Ultimately, the judge's ruling was trumped by the state when Nevada placed him in the notorious Black Book, which banned him from being in or near any casino in Nevada in 1988.

In 1982 Rosenthal survived a car bombing of his 1981 Cadillac Eldorado outside of Tony Roma's restaurant, 620 E. Sahara Ave.

Rosenthal was taken to a local hospital with minor burns on both legs, his left arm and on the left side of his face.

Police at the scene of the car bombing said Rosenthal refused to sign a crime report or discuss the matter with investigators.

Born June 12, 1929, in Chicago, Rosenthal developed a close friendship with Anthony "Tony the Ant" Spilotro. Spilotro and his brother Michael died after a beating by mob members in a Bensenville, Ill., house and were then buried alive in a cornfield. They asphixiated when blood blocked their airways.

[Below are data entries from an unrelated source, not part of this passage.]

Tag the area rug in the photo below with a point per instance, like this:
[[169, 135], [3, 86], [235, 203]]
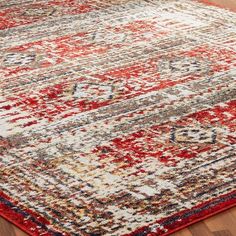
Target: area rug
[[116, 117]]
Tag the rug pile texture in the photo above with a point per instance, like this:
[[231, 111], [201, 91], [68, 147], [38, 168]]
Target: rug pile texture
[[117, 117]]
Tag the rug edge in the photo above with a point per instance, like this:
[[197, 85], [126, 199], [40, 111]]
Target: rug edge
[[206, 2], [29, 232], [200, 219]]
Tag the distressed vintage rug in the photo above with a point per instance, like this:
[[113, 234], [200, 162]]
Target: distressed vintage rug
[[117, 117]]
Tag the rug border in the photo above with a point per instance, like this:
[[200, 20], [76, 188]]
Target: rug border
[[200, 219], [26, 230], [206, 2]]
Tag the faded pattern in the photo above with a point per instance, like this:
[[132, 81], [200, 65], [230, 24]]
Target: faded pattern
[[116, 117]]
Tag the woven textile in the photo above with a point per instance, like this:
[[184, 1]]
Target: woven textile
[[117, 117]]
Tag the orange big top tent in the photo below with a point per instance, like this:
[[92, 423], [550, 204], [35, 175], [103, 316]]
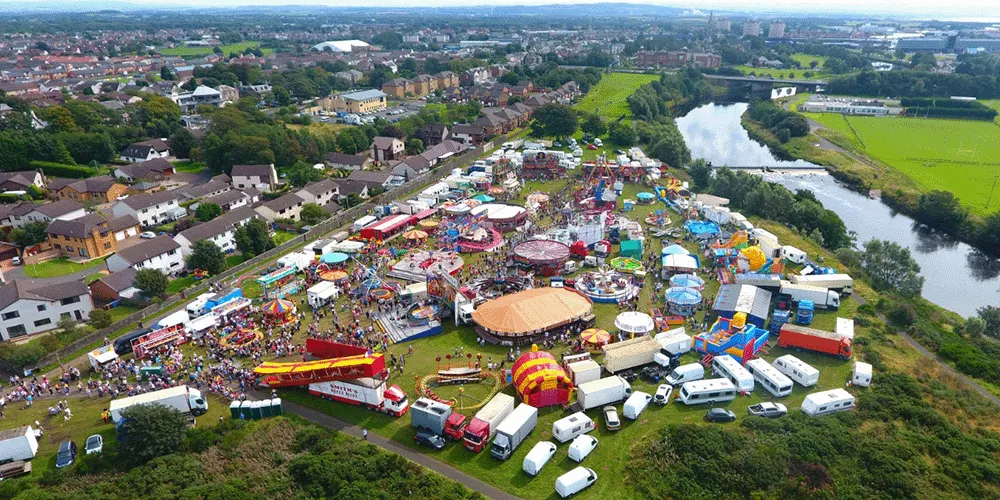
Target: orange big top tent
[[540, 381]]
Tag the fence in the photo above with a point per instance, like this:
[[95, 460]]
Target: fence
[[335, 222]]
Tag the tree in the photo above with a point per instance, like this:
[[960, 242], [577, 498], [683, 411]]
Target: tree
[[99, 318], [151, 282], [414, 146], [207, 211], [891, 266], [555, 120], [206, 255], [32, 233], [153, 430], [312, 213], [593, 125]]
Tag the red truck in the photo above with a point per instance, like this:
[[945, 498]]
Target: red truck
[[800, 337]]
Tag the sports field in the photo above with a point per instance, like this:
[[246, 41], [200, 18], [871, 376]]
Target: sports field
[[961, 156], [609, 96]]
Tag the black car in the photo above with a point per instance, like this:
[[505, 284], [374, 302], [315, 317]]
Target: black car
[[720, 415], [67, 454], [428, 439]]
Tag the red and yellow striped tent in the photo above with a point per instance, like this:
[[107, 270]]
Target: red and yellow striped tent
[[540, 381]]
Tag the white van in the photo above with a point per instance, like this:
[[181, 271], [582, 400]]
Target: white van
[[636, 404], [731, 369], [862, 374], [686, 373], [714, 390], [572, 426], [826, 402], [797, 370], [540, 454], [769, 377], [575, 481]]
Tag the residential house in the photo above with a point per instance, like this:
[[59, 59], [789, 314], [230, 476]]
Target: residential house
[[320, 192], [220, 230], [432, 134], [146, 150], [28, 307], [234, 198], [91, 236], [161, 253], [259, 177], [26, 212], [150, 209], [387, 148], [101, 189], [343, 161], [288, 206], [156, 169], [115, 286], [21, 181]]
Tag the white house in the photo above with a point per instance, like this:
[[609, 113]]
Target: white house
[[160, 253], [259, 177], [26, 212], [221, 231], [150, 209], [146, 150], [28, 307]]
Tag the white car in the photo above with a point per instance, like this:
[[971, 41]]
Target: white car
[[581, 447]]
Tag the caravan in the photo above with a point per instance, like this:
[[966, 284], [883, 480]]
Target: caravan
[[774, 381], [797, 370], [714, 390], [731, 369]]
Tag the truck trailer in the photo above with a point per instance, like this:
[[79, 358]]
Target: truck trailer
[[821, 297], [181, 398], [514, 430], [484, 425], [800, 337], [370, 393], [608, 390]]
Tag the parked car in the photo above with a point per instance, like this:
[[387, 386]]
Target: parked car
[[95, 444], [428, 439], [67, 454], [769, 410], [611, 421], [720, 415], [663, 393]]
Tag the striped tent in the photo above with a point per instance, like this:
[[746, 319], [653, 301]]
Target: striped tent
[[540, 381]]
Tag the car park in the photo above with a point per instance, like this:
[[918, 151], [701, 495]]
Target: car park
[[769, 410], [720, 415], [611, 421], [430, 440]]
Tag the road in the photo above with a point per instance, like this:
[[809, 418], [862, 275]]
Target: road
[[929, 355], [387, 444]]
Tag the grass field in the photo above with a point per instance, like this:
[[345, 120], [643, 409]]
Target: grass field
[[954, 155], [609, 96], [204, 51]]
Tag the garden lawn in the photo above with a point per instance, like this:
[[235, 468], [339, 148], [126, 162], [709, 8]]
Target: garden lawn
[[58, 267], [609, 96], [959, 156]]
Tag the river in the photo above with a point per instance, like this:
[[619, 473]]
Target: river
[[958, 277]]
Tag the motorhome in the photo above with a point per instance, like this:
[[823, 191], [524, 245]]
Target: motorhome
[[729, 368], [797, 370], [769, 377], [716, 390]]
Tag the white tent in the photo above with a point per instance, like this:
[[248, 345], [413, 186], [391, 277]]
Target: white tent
[[635, 322]]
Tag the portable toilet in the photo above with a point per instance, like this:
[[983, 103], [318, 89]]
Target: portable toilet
[[255, 411]]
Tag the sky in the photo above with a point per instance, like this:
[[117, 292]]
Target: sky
[[940, 9]]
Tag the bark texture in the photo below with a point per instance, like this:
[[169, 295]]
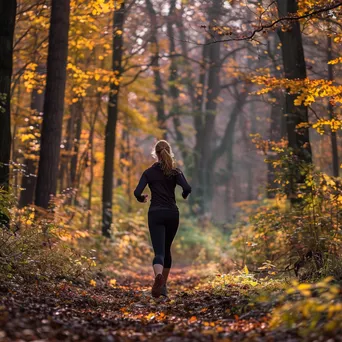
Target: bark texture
[[110, 138], [54, 103], [7, 24]]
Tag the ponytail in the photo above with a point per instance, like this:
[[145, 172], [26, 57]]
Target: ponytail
[[163, 151]]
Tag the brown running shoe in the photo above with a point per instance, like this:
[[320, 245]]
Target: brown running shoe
[[157, 286]]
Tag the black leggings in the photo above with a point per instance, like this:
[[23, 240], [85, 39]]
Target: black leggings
[[163, 225]]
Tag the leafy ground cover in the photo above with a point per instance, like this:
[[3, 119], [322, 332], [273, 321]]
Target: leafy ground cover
[[221, 307]]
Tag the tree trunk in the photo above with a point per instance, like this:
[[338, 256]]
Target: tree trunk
[[28, 182], [7, 24], [158, 82], [173, 80], [333, 135], [54, 103], [108, 181], [294, 68], [92, 123], [76, 146]]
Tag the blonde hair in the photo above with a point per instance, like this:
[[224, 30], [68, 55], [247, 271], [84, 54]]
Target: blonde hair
[[163, 151]]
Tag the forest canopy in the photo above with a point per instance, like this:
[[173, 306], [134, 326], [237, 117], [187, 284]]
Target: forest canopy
[[249, 95]]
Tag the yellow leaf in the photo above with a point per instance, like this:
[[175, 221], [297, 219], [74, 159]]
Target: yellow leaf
[[193, 319], [112, 282]]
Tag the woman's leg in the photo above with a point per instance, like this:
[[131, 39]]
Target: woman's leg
[[157, 232], [170, 233]]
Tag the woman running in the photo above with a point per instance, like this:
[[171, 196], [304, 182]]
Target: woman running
[[163, 215]]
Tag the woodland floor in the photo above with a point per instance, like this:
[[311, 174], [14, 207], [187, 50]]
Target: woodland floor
[[127, 312]]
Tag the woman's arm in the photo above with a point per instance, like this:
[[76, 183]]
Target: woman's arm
[[140, 188], [181, 181]]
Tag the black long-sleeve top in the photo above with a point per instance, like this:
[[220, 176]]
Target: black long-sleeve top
[[162, 187]]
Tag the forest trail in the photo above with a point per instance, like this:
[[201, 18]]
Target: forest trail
[[126, 311]]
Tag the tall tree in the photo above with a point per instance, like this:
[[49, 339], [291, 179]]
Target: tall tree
[[333, 135], [54, 102], [294, 68], [155, 63], [7, 24], [206, 112], [28, 182], [110, 133]]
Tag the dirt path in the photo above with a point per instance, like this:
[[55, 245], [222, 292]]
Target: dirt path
[[126, 312]]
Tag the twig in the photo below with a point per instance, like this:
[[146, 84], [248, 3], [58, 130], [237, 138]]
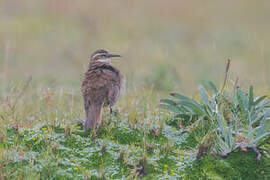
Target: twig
[[226, 75]]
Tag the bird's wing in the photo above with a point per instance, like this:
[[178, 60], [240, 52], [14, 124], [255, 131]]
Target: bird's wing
[[101, 84]]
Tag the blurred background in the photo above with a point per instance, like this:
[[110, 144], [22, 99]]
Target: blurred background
[[166, 45]]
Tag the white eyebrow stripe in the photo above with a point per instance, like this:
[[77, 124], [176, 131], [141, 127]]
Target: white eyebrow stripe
[[97, 55]]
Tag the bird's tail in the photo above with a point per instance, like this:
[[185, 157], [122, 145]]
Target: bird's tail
[[93, 116]]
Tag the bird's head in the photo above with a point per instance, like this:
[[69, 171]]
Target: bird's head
[[102, 56]]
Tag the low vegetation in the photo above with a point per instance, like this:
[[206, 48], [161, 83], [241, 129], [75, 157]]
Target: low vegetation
[[223, 134]]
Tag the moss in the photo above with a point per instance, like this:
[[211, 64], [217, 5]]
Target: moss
[[238, 165]]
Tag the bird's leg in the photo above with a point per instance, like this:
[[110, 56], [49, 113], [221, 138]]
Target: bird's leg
[[111, 110]]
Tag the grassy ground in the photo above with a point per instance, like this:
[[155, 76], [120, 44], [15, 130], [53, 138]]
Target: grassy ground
[[42, 136], [166, 47]]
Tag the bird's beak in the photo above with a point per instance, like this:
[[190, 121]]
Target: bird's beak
[[113, 55]]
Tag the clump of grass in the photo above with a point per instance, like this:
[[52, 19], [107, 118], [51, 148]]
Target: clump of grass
[[228, 120]]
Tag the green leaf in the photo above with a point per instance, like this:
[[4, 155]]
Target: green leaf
[[213, 87], [168, 101], [258, 100]]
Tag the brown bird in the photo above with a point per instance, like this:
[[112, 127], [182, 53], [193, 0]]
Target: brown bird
[[100, 86]]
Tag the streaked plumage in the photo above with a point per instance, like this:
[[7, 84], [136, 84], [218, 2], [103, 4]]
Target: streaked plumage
[[100, 87]]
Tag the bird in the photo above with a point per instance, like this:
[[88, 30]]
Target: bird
[[101, 86]]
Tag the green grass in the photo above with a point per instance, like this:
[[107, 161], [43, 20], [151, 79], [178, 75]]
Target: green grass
[[44, 138]]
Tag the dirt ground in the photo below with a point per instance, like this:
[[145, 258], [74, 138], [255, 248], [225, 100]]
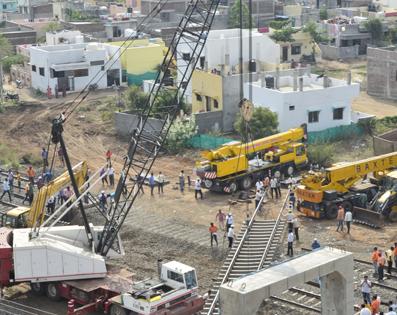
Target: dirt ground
[[26, 128]]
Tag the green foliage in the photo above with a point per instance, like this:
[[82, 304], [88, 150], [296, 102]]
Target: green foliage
[[316, 36], [322, 154], [263, 123], [181, 131], [234, 15], [323, 14], [13, 60], [5, 47], [278, 25], [135, 98], [284, 35], [53, 27], [136, 101], [375, 28]]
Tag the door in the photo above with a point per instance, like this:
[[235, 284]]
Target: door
[[285, 53]]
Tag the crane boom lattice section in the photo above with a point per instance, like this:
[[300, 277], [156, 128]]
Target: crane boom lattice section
[[145, 143]]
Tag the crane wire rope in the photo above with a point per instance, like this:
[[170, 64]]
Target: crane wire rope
[[114, 57]]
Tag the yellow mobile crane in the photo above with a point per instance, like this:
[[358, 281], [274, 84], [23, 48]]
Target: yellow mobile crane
[[22, 217], [320, 193], [237, 164]]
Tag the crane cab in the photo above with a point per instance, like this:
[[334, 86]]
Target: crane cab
[[16, 218]]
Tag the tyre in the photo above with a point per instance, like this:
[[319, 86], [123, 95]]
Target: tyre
[[246, 183], [117, 310], [347, 205], [37, 288], [393, 216], [331, 211], [232, 187], [52, 291]]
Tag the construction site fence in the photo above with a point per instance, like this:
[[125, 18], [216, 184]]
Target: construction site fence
[[208, 142], [335, 134]]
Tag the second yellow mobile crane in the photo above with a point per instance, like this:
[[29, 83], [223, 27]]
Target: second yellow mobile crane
[[320, 193], [238, 165]]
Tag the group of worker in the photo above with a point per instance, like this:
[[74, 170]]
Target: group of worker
[[228, 228], [372, 304], [381, 259]]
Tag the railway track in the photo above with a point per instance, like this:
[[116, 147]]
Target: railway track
[[254, 249], [8, 307]]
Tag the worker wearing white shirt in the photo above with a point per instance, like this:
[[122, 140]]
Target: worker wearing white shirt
[[290, 238]]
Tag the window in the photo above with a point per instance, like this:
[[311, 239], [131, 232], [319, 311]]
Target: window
[[314, 116], [202, 62], [295, 50], [57, 74], [81, 73], [338, 113], [97, 63], [174, 276]]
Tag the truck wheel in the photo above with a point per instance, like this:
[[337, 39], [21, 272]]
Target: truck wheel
[[37, 288], [246, 183], [232, 187], [393, 216], [347, 205], [117, 310], [52, 291], [331, 211]]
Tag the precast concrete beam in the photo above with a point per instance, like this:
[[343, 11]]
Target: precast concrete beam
[[332, 266]]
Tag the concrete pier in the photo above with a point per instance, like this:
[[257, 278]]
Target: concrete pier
[[332, 266]]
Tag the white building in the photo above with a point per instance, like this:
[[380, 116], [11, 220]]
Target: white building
[[71, 67], [320, 102], [223, 48], [64, 37]]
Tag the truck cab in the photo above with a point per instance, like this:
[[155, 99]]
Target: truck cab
[[16, 218], [175, 292]]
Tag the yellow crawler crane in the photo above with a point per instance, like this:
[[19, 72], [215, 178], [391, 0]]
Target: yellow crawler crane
[[320, 193], [238, 165], [22, 217]]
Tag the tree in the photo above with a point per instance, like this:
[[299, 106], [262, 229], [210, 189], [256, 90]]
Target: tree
[[278, 25], [13, 60], [5, 47], [375, 28], [323, 14], [234, 15], [181, 131], [262, 124], [135, 98], [284, 35], [53, 27]]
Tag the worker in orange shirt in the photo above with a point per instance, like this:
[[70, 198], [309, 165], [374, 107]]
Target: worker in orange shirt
[[213, 229], [375, 305], [381, 266], [31, 174], [374, 258]]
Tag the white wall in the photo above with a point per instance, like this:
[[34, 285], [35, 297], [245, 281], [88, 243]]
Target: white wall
[[222, 42], [47, 56], [323, 100]]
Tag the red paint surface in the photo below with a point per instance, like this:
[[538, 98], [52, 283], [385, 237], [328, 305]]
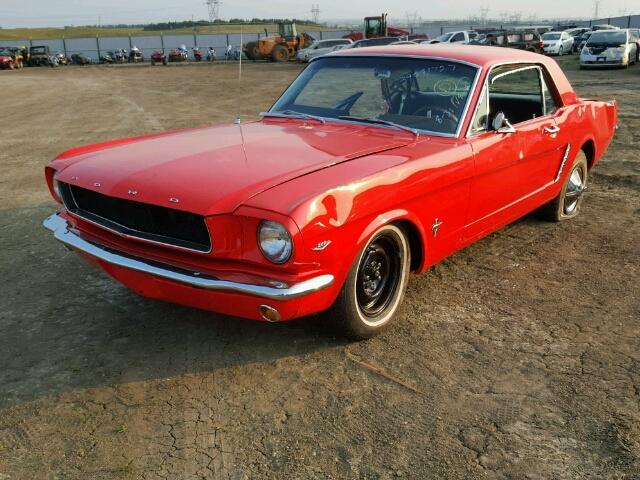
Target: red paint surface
[[332, 181]]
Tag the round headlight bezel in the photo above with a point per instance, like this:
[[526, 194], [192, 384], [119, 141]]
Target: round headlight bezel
[[278, 233], [56, 188]]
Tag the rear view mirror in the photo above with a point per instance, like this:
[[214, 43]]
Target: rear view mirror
[[502, 125]]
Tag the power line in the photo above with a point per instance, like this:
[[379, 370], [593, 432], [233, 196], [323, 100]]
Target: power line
[[214, 10], [315, 13]]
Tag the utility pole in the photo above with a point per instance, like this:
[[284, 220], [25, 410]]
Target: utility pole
[[315, 13], [214, 9], [484, 13]]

In the 1995 Martin Scorsese film, "Casino," Rosenthal, renamed "Sam 'Ace' Rothstein," was played by Robert De Niro and his mob associate Spilotro, renamed "Nicky Santoro," was played by Joe Pesci.

Editor’s note: This story has been corrected. An earlier version gave the wrong location of Rosenthal’s bombed car and how and where the Spilotro brothers were killed.